Mandatory Hard Filters vs Soft Scoring

Distinguish between signals that are hard constraints (exclude documents) and those that are soft scores (affect ranking):

Hard constraints (always exclude):
- Document is confidential and user doesn't have access
- Document is from a different tenant
- Document language doesn't match user language (if strict)
Soft scores (affect ranking, not exclusion):
- Recency (recent is better, old is not necessarily wrong)
- Source credibility
- Audience match
- User feedback votes

Hard filtering should happen before vector search (at the database layer via metadata filters). Soft scoring happens after retrieval, in the application layer.
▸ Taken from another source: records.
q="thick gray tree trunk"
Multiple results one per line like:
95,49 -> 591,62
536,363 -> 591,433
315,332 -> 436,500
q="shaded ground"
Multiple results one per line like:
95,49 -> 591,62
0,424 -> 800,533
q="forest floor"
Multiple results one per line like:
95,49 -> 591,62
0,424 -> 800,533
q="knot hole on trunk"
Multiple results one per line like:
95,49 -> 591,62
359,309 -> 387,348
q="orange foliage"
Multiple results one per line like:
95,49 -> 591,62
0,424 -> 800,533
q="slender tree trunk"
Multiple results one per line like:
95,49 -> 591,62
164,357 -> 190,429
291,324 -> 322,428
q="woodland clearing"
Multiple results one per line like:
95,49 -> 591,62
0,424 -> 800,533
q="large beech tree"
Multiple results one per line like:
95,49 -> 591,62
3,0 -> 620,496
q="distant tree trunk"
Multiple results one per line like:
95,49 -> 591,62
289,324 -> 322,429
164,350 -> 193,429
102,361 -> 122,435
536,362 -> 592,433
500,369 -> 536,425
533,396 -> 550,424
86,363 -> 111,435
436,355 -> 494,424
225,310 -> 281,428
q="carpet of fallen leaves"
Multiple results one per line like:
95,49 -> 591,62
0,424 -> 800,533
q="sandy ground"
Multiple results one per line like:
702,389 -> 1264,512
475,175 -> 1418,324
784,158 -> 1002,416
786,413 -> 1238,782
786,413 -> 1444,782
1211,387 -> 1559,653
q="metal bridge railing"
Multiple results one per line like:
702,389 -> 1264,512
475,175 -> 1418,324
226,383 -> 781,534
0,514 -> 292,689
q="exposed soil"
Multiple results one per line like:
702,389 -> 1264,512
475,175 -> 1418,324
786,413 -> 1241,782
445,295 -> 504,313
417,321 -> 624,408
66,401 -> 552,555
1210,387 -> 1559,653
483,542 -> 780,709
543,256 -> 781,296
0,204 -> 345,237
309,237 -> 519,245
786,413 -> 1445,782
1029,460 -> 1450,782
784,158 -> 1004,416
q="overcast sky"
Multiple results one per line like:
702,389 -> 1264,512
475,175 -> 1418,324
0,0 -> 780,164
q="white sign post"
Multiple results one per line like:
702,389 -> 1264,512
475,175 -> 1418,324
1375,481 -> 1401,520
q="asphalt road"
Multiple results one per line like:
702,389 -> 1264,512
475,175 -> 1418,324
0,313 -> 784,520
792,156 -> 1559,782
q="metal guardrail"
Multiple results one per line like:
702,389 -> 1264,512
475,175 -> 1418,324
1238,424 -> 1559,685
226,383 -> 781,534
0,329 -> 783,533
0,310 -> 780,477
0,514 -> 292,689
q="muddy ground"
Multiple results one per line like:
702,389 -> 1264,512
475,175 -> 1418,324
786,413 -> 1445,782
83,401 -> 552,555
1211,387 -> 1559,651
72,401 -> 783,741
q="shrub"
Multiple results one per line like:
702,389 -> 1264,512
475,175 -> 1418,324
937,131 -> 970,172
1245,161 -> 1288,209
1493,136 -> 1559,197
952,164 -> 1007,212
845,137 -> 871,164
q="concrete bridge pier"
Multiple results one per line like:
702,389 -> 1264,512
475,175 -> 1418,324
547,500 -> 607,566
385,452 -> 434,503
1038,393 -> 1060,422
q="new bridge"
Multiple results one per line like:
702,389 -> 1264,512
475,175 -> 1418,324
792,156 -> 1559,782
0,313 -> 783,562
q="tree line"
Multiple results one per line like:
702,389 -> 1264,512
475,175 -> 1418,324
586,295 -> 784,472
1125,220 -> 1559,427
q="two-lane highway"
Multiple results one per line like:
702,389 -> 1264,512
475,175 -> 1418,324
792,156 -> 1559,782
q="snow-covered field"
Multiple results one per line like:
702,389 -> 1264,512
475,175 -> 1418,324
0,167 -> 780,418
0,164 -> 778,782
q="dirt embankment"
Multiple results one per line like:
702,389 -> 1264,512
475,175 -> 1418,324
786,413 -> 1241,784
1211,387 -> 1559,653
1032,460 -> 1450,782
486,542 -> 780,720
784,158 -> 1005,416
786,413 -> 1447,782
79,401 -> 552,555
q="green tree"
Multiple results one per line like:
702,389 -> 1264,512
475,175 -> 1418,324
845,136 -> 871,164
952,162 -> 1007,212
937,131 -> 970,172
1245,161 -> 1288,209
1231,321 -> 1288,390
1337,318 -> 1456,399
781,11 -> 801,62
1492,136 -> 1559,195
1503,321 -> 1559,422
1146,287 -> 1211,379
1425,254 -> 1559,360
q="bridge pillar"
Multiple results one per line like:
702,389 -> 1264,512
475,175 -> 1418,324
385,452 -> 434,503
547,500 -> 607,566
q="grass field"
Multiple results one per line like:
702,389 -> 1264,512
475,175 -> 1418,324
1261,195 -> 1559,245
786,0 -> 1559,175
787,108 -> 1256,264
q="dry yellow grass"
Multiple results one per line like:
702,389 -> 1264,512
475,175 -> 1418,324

def metadata_aware_retrieval(
query: str,
user: dict,
vectorstore,
k: int = 10,
over_fetch: int = 30, # fetch more to allow reranking
) -> list:
# Hard filters — applied at vector store level
hard_filter = {
"tenant_id": user["tenant_id"],
"access_level": {"$in": user["access_levels"]},
"status": {"$ne": "archived"},
}
# Fetch more candidates to allow metadata-based reranking
candidates = vectorstore.similarity_search_with_score(
query,
k=over_fetch,
filter=hard_filter,
)
# Apply soft metadata scoring
reranked = []
for doc, semantic_score in candidates:
signals = MetadataSignals(
semantic_score=semantic_score,
created_at=doc.metadata["created_at"],
source_type=doc.metadata["source_type"],
doc_version=doc.metadata.get("version", "current"),
relevance_votes=doc.metadata.get("votes", 0),
language=doc.metadata.get("language", "en"),
target_audience=doc.metadata.get("audience", "general"),
)
final_score = metadata_aware_score(signals, user)
reranked.append((doc, final_score))
reranked.sort(key=lambda x: x[1], reverse=True)
return [doc for doc, _ in reranked[:k]]

Temporal Query Understanding

Some queries are inherently time-scoped and should trigger recency weighting automatically:

TEMPORAL_SIGNAL_KEYWORDS = [
"current", "latest", "recent", "new", "updated", "now",
"today", "this year", "2024", "2025", "modern", "state of the art"
]
HISTORICAL_SIGNAL_KEYWORDS = [
"history", "original", "first", "when was", "historically",
"in the past", "legacy", "classic"
]
def detect_temporal_intent(query: str) -> str:
query_lower = query.lower()
if any(kw in query_lower for kw in TEMPORAL_SIGNAL_KEYWORDS):
return "recency_boosted"
elif any(kw in query_lower for kw in HISTORICAL_SIGNAL_KEYWORDS):
return "historical"
return "neutral"
# Adjust recency_weight based on detected intent
intent = detect_temporal_intent("What's the current best practice for RAG chunking?")
recency_weight = {"recency_boosted": 0.40, "historical": 0.05, "neutral": 0.15}[intent]

2025 Trend: Implicit User Context Signals

Production systems increasingly incorporate implicit user context into metadata scoring — what the user has been reading recently, their stated expertise level, their organization’s active projects. A user in the “backend engineering” team asking about APIs gets internal API documentation prioritized over external user guides, even when semantic similarity scores are equal.

This personalization layer is thin but meaningful — a lightweight metadata boost based on user profile attributes that costs nothing at query time since it’s just score arithmetic.

Metadata-aware retrieval is where RAG becomes smart about the context of information, not just the content. For any production knowledge base where documents have meaningful metadata, integrating these signals lifts retrieval quality measurably.